Secondo le indagini, dopo aver constatato che era già morta, i tre medici dell’ospedale di Potenza hanno continuato ad operare la donna. Una circostanza emersa durante gli interrogatori di medici e infermieri presenti in sala operatoria durante l’intervento, oltre che dall’acquisizione delle cartelle mediche e dalla perizia medico-legale. Secondo gli investigatori, l’operazione sarebbe andata male e avrebbe causato la morte della donna. Ma i chirurghi avrebbero deciso di proseguire l’intervento, forse per “coprire” eventuali errori commessi durante l’operazione.  Le indagini della Polizia erano cominciate a novembre 2013, in seguito a un esposto anonimo.

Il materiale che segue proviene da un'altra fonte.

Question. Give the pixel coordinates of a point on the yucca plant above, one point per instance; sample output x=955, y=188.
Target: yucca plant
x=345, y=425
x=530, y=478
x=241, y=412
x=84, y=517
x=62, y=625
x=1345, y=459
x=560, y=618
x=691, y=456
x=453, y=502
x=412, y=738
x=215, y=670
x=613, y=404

Oltre alla sospensione delle attività ordinarie del reparto, il nuovo commissione Rocco Maglietta ha anche affidato l’interim della direzione dell’Unità di Cardiochirurgia al responsabile del Dipartimento dell’Alta specialità del Cuore, Francesco Sisto. “Avevo chiesto un gesto di responsabilità da parte del primario, gesto che non ha avuto la sensibilità di fare – ha detto Maglietta – Nel prendere atto dei provvedimenti giudiziari, non posso quindi che assumere decisioni adeguate alla drammaticità del caso e attivarmi per prendere in tempi rapidi le misure adeguate per una soluzione che garantisca ai cittadini lucani un servizio essenziale, efficiente e sicuro”. Maglietta si è anche impegnato “nel rispetto assoluto dell’operato della magistratura, a prendere in tempi rapidissimi tutti i provvedimenti necessari per chiudere nel migliore dei modi questa vicenda”.